A cartilha incentiva o empreendedorismo como ferramenta de desenvolvimento e geração de oportunidades nas cidades.
Conteúdo reúne orientações práticas para ajudar municípios a manter mais riqueza circulando na própria economia.
Material apresenta caminhos para ampliar a atividade econômica local e valorizar os recursos municipais.

A nova cartilha sobre retenção de riqueza nos municípios chega com a proposta de incentivar o desenvolvimento econômico local de forma mais estratégica e sustentável. O material destaca a importância de fortalecer a atividade econômica dentro das próprias cidades, estimulando negócios, consumo local e empreendedorismo. A publicação também mostra como os recursos municipais podem gerar mais oportunidades quando permanecem circulando na economia da região. Com linguagem acessível e orientações práticas, a iniciativa busca apoiar gestores, empreendedores e lideranças locais. A proposta é ampliar a geração de renda e fortalecer o crescimento dos municípios. Além disso, a cartilha reforça a importância de planejar políticas públicas voltadas ao desenvolvimento regional.

Todos os dias, os municípios brasileiros geram riqueza por meio do trabalho das pessoas, da atividade econômica local, do empreendedorismo e da atuação do poder público. Ainda assim, uma parcela significativa desses recursos acaba saindo do território, sendo movimentada e reinvestida fora da própria comunidade. Nesse contexto, conhecer a nova cartilha sobre retenção de riqueza nos municípios é fundamental para prefeitos e gestores públicos que desejam transformar a gestão financeira em uma verdadeira estratégia de desenvolvimento local.

Uma decisão de gestão com impacto estrutural

A principal mensagem reforçada pela nova cartilha é clara e direta: a decisão sobre onde movimentar os recursos municipais é uma escolha estratégica de desenvolvimento.
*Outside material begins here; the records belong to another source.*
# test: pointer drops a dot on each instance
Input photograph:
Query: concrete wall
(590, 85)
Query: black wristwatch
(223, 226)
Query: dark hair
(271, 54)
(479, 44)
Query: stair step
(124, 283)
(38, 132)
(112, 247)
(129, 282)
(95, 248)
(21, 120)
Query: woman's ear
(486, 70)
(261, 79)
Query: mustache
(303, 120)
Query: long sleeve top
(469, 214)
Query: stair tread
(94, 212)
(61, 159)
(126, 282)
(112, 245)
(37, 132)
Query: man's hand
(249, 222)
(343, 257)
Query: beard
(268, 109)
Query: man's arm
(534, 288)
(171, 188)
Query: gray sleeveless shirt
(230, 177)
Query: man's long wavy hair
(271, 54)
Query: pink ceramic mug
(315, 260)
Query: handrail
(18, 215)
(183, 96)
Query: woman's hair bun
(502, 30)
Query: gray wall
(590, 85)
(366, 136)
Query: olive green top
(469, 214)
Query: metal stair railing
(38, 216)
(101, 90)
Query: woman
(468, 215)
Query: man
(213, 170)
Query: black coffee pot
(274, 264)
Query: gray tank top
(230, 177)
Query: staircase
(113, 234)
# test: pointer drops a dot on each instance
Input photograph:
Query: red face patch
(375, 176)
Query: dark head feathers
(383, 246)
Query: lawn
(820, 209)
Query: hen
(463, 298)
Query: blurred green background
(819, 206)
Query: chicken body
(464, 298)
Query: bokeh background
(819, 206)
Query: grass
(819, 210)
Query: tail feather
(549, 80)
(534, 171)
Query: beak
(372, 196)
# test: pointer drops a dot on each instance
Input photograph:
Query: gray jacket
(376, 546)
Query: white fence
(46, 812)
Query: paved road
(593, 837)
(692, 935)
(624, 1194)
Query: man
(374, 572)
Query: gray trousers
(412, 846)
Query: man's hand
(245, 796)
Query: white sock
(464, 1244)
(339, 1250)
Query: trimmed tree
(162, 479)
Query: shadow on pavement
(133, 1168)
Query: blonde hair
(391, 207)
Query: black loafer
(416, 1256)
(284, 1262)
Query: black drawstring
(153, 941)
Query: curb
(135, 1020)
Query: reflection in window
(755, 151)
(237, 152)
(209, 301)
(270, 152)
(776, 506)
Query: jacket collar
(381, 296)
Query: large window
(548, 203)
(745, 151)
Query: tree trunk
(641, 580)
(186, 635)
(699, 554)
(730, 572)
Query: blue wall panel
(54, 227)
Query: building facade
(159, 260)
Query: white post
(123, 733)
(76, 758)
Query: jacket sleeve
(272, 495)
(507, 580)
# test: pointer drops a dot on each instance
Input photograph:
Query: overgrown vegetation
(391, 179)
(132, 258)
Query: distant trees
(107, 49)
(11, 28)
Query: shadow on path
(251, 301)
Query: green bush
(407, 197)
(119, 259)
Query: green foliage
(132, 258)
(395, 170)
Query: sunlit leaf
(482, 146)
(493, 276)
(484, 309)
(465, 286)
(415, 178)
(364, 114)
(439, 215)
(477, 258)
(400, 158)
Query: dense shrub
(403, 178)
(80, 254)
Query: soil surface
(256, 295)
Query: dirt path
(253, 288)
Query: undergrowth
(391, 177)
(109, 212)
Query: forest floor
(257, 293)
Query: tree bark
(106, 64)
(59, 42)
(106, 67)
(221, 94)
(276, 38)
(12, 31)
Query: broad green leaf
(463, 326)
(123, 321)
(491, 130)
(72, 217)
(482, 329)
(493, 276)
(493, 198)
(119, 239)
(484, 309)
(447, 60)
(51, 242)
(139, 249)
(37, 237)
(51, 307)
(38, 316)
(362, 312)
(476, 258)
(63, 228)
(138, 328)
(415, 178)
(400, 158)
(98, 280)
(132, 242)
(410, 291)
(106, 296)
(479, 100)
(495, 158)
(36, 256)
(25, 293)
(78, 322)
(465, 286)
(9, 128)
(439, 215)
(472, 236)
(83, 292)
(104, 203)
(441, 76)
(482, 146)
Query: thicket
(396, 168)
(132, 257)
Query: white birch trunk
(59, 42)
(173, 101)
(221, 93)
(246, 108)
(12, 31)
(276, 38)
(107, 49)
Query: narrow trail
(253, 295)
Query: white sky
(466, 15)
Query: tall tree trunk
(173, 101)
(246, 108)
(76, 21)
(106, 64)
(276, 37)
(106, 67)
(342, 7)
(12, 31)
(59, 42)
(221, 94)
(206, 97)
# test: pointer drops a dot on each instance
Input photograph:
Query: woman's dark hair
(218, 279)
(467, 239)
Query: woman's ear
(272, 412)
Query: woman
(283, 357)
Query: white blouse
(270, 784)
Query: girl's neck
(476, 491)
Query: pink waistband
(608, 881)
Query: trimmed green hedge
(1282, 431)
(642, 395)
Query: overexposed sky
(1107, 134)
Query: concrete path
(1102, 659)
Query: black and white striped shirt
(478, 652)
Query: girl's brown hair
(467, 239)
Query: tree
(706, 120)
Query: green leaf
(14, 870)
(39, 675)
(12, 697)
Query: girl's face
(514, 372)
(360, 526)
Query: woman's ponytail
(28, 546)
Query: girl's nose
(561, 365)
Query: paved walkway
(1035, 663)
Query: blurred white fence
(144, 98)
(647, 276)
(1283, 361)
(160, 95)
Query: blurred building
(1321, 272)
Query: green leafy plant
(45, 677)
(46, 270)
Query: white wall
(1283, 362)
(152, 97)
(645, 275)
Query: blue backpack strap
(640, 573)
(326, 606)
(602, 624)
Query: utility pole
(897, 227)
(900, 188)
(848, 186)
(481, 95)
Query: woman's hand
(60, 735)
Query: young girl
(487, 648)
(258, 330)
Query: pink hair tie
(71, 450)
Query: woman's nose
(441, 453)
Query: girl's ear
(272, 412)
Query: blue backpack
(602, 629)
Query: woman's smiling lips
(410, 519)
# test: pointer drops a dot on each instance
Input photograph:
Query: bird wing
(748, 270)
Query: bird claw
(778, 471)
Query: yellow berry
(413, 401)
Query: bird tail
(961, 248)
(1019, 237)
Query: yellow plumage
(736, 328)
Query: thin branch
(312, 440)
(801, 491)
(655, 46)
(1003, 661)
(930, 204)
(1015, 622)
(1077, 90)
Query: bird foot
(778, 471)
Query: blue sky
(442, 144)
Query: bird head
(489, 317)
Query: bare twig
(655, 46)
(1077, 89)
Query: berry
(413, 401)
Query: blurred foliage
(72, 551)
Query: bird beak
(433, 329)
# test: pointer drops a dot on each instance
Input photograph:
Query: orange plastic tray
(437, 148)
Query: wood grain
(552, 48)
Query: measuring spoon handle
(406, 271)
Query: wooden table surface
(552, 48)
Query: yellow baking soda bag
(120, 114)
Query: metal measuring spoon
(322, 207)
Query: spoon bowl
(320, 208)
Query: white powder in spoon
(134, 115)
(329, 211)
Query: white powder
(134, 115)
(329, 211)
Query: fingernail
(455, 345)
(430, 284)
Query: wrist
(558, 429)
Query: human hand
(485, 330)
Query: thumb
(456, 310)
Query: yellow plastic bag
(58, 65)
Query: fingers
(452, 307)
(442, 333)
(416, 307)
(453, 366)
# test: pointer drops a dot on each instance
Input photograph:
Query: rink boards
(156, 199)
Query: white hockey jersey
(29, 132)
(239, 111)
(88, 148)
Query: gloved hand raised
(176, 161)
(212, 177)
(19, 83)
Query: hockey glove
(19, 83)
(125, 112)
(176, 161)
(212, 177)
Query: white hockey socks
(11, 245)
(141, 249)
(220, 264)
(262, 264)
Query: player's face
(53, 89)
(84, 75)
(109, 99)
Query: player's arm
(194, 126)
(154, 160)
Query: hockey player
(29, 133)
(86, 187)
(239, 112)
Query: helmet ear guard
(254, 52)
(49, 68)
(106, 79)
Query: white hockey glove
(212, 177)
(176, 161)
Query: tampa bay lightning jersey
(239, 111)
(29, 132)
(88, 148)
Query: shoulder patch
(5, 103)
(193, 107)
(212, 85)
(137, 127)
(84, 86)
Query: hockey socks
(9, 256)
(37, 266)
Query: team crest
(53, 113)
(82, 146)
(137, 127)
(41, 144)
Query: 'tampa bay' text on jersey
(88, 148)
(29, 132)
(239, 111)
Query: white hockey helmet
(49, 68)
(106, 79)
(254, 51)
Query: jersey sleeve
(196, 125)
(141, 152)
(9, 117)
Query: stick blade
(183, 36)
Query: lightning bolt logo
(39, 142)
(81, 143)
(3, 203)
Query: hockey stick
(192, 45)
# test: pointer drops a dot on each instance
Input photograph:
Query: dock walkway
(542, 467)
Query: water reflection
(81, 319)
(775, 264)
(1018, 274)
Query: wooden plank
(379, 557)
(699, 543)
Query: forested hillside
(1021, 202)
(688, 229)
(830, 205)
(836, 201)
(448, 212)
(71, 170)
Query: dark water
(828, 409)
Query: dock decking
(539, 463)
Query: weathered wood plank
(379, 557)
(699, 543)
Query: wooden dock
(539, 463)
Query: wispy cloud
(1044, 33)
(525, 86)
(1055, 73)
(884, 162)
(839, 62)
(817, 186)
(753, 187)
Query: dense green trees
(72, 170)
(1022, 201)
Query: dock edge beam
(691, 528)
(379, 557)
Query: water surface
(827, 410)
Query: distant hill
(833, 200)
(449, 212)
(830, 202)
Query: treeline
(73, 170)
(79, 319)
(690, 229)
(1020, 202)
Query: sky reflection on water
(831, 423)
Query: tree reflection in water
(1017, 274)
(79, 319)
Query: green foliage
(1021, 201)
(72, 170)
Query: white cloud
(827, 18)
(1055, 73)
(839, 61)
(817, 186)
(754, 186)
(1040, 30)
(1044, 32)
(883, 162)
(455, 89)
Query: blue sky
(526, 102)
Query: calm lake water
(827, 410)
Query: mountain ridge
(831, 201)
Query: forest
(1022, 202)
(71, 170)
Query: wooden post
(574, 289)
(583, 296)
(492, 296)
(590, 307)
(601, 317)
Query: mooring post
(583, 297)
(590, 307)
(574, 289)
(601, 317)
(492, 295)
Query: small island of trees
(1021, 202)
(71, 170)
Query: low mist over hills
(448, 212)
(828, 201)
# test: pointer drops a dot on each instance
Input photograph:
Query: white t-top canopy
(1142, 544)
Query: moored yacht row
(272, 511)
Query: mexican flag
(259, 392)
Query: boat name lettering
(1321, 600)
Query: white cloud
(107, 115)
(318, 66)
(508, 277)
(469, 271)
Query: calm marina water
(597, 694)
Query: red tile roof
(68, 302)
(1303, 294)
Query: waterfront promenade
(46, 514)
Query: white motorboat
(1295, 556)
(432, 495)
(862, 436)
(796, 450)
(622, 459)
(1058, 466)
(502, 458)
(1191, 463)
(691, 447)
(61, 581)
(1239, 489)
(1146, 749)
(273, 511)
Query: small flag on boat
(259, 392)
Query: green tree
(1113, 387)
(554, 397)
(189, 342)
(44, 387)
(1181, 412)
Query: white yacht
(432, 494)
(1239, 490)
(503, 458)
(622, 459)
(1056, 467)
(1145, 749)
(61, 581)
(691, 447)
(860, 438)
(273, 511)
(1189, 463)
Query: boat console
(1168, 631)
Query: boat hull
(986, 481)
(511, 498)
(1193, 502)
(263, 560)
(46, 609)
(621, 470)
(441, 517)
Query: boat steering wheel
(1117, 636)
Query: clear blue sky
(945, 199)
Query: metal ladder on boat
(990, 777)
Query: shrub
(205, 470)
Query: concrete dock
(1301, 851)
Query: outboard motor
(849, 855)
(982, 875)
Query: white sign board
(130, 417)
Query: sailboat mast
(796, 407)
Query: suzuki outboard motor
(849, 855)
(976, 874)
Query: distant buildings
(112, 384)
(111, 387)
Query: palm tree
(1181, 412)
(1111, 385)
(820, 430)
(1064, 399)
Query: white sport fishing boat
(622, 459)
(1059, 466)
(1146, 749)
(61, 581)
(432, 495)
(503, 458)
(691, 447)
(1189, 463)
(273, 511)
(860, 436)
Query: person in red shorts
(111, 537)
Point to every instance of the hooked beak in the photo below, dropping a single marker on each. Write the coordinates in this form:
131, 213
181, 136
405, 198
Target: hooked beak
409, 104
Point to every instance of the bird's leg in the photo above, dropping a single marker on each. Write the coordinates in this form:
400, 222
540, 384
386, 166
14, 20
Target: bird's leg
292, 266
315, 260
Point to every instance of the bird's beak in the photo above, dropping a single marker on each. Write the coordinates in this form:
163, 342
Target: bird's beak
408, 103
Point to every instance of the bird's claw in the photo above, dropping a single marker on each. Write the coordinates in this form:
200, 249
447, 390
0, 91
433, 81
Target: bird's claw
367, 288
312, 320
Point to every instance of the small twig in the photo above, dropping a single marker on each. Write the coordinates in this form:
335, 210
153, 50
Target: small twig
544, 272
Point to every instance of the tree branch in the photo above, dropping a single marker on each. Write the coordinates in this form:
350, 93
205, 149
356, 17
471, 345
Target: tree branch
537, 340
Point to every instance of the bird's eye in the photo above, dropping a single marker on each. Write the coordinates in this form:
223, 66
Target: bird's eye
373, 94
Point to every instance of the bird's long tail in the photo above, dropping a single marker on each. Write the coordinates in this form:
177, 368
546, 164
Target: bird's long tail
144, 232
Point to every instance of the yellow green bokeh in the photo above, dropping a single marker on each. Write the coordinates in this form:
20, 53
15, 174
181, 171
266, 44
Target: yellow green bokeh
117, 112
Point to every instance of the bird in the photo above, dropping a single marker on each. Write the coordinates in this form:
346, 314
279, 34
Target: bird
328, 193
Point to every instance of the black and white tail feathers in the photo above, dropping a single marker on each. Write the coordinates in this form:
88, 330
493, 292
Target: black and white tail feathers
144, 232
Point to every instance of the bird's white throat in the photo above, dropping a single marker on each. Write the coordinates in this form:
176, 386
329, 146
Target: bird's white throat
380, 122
Ao optar por manter esses recursos no próprio território, os gestores públicos não apenas administram o caixa municipal, mas atuam de forma ativa na construção de uma economia mais dinâmica, inclusiva e sustentável. Em muitos casos, o fortalecimento da economia local começa por uma decisão concreta de gestão financeira — e essa decisão está, em grande medida, nas mãos dos prefeitos.

Essa reflexão, presente logo na Carta aos Prefeitos que abre a publicação, convida os gestores públicos a olharem para a movimentação dos recursos municipais não apenas como um procedimento administrativo, mas como um instrumento efetivo de política econômica local.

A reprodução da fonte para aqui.